5. Die Apostel hatten mit vielen Hindernissen und Ärgernissen zu kämpfen.

Und dann nach diesen Tagen! Die Jünger wieder versteckt und verborgen, verjagt, furchtsam und zitternd ihren Aufenthalt stets wechselnd, kamen nicht zum Vorschein; und selbst als sie nach fünfzig Tagen an’s Tageslicht kamen und anfingen Wunder zu wirken, konnten sie nicht ohne Furcht sein. Aber auch später entstanden tausend Ärgernisse unter den Schwächern, als die Apostel mit Geißeln gestrichen, die Kirche in Verwirrung gebracht, sie selbst vertrieben wurden, ihre Feinde dagegen an vielen Orten die Oberhand gewannen und Unordnung anrichteten. Denn kaum waren sie in Folge ihrer Wunder recht muthig geworden, als schon wieder durch den Tod des Stephanus eine schwere Verfolgung veranlaßt und eine allgemeine Zerstreuung der Gläubigen nothwendig wurde; schon wieder war die Kirche in Verwirrung, die Apostel in Furcht, auf flüchtigem Fuß, in großer Angst. Aber bei alle Dem nahm die Kirche zu — es war ja die Zeit, wo sie in den Wundern ihre Blüthen trieb, wo sie im Glanz der Jugend strahlte. Einer entwich durch’s Fenster und entzog sich so den Händen der Obrigkeit; Andere wurden durch einen Engel in Freiheit gesetzt und der Fesseln entledigt.
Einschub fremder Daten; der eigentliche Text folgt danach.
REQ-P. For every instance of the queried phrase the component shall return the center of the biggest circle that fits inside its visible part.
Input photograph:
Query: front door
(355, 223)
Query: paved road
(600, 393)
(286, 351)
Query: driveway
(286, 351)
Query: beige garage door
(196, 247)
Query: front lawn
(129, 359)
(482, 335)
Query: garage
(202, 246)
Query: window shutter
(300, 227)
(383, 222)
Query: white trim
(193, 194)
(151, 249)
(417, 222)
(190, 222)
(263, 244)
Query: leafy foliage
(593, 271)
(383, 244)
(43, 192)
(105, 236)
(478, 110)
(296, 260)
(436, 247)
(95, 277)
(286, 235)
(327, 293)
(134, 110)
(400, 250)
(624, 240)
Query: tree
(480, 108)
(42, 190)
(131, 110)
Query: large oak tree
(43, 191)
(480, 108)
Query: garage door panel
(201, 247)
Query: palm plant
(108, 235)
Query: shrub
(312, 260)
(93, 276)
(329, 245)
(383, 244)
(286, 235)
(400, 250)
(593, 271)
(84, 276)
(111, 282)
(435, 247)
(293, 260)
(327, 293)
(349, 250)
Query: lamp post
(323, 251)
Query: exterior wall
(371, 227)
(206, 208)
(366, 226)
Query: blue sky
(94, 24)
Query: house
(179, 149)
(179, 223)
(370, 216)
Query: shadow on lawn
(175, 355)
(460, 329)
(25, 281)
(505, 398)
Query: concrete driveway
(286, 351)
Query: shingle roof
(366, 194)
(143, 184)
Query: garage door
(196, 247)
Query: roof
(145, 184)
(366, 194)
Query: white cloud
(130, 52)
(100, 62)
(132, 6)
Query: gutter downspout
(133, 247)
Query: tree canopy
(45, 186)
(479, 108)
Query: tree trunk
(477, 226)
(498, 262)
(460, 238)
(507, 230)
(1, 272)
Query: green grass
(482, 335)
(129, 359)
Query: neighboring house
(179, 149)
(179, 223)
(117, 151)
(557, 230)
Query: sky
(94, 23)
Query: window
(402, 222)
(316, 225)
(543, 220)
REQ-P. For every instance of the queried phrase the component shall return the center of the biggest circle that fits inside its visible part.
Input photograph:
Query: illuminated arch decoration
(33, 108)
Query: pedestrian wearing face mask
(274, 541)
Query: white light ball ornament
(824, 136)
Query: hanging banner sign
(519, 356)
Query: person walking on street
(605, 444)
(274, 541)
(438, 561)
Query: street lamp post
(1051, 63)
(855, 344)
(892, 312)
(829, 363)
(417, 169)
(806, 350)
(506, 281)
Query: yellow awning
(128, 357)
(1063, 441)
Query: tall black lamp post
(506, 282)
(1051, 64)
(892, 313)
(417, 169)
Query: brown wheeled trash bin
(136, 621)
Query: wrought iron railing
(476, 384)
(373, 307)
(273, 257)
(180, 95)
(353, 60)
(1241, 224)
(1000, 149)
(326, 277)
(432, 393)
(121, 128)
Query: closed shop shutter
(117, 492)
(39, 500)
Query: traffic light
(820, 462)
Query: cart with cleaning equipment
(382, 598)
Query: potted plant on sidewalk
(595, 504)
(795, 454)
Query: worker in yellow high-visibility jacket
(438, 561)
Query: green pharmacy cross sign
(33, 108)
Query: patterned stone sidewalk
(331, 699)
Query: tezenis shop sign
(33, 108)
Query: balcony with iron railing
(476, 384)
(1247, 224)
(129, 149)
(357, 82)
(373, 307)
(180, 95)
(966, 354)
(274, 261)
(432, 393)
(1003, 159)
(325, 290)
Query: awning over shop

Andere, von den Machthabern vertrieben, wurden von Krämern und Handwerkern aufgenommen und in jeder Weise versorgt und verpflegt, wie auch von Purpurhändlerinen, Zeltmachern, Gerbern, die am äussersten Ende der Städte, an der Küste und am Meere wohnten. Oft wagten sie auch nicht einmal, sich mitten in den Städten zu zeigen; oder wenn sie es wagten, war es doch für ihre Gastgeber zu gefährlich. So ward das große Werk zu Stande gebracht unter lauter Prüfungen, nicht in Ruhe und mit Bequemlichkeit; und die früher Ärgerniß genommen hatten, wurden wieder bekehrt, und die auf Irrwege gekommen waren, kehrten wieder zurück, und was zerstört war, wurde wieder großartig aufgebaut. Daher hat auch der allweise und an Hilfsmitteln unendlich reiche Gott die Bitte des Apostels Paulus, daß die Verkündigung des göttlichen Wortes nur in Ruhe und Frieden vorangehen möchte, nicht erhört, selbst nicht auf sein wiederholtes Flehen, sondern seine Antwort lautete: „Meine Gnade genügt dir; denn meine Kraft findet in der Schwäche ihre Vollendung.“(II. Kor. 12, 9.)